Os sete jogos seguidos sem sofrer passaram uma mensagem errada mas os problemas sempre estiveram lá. Neste momento, e ainda com Mourinho, o Benfica não está equilibrado no momento de perda de bola.
Apesar de o processo coletivo ser primordial, importa-me destacar Enzo Barrenechea. O argentino é um 6 pelo que oferece com bola. Joga muito bem de frente, descomplica e tem uma capacidade de passe e gestão de ritmo de jogo muito acima da média.

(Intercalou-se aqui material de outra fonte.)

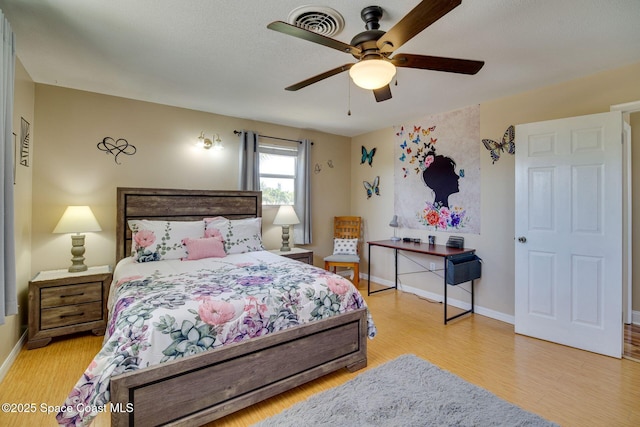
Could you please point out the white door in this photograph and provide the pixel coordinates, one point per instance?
(568, 246)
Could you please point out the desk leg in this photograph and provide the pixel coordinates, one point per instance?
(445, 290)
(396, 266)
(369, 272)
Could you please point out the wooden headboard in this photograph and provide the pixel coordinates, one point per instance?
(179, 205)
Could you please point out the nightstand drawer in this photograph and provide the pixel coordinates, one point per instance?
(71, 294)
(70, 315)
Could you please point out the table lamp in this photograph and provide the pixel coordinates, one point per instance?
(286, 217)
(394, 225)
(77, 219)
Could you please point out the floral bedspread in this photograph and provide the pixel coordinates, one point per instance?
(166, 310)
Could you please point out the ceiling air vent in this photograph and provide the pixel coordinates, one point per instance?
(319, 19)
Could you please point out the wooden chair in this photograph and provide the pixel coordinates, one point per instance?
(346, 227)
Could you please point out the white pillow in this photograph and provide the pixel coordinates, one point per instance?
(240, 235)
(345, 246)
(160, 240)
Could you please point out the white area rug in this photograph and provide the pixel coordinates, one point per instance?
(408, 391)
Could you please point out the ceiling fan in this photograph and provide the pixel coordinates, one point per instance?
(373, 48)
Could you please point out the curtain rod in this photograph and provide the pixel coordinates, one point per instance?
(237, 132)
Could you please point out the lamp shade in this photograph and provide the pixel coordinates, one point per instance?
(77, 219)
(286, 216)
(372, 73)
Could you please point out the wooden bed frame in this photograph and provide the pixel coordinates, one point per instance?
(204, 387)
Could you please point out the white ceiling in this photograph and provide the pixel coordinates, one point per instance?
(218, 55)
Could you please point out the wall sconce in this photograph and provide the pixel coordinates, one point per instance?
(77, 219)
(215, 143)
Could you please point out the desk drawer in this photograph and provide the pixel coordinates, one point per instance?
(70, 294)
(70, 315)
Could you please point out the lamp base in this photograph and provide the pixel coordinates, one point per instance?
(285, 239)
(77, 250)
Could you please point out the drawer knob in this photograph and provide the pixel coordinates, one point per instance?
(62, 316)
(72, 295)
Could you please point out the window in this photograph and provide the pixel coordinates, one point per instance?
(278, 174)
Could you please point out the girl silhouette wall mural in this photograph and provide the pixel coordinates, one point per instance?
(437, 172)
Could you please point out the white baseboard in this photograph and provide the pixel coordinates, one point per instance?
(6, 365)
(507, 318)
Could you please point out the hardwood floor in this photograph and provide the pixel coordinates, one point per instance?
(632, 342)
(568, 386)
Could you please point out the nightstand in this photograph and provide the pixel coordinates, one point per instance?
(62, 303)
(299, 254)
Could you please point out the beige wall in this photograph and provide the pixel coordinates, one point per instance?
(23, 106)
(635, 236)
(69, 168)
(495, 291)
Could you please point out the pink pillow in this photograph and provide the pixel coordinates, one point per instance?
(206, 247)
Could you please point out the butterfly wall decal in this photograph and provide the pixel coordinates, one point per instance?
(372, 188)
(508, 143)
(367, 156)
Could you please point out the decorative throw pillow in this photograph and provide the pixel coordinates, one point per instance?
(345, 246)
(160, 240)
(240, 235)
(206, 247)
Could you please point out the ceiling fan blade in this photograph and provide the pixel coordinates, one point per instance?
(304, 34)
(437, 63)
(423, 15)
(382, 94)
(319, 77)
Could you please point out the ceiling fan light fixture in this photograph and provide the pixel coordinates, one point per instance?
(372, 73)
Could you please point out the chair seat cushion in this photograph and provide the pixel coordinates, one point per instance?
(342, 258)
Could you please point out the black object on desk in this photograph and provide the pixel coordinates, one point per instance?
(460, 265)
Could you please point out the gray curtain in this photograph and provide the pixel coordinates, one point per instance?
(8, 290)
(302, 231)
(249, 161)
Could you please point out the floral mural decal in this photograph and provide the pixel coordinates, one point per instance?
(437, 172)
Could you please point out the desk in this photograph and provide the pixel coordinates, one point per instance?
(426, 249)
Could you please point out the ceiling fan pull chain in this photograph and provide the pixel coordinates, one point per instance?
(349, 94)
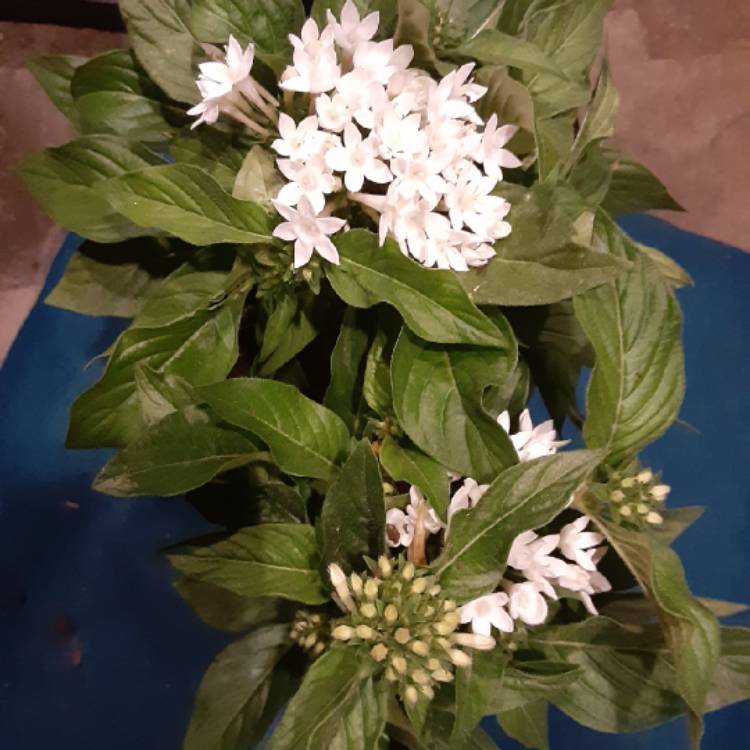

É um 6 pela ótica de blocos baixos que o Benfica enfrenta semana sim semana sim, na Liga Portuguesa.
Defensivamente tem algumas lacunas, sendo a mais evidente o momento de perda de bola. É um jogador que quando o Benfica se instala no meio-campo ofensivo quer ele também estar perto da baliza adversária. Pensa o jogo como um 8 e isso desprotege a equipa.
Se o posicionamento pré-perda causa problemas ao Benfica, o seu comportamento reativo pós-perda acentua-os. Porque quando o Benfica perde a bola, Enzo é excelente na reação, vê o jogo para a frente e ataca imediatamente o portador da bola. Quando recupera, tudo bem, mas quando é ultrapassado, os adversários veem um mar pela frente e encaram a linha defensiva de frente.
Para uma equipa mais equilibrada, os ‘8’ teriam de fazer este trabalho e Enzo teria de retirar um pouco o espaço nas costas e atrasar a condução do adversário para permitir que a equipa chegasse.
(o golo do Rio Ave evidencia mais uma vez o posicionamento demasiado alto de Enzo)
É um problema para Mourinho resolver certamente, seja ao trocar Enzo para 8 por um 6 mais equilibrador (talvez Manu quando regressar) ou uma necessidade de adaptação do argentino, que não será do dia para a noite.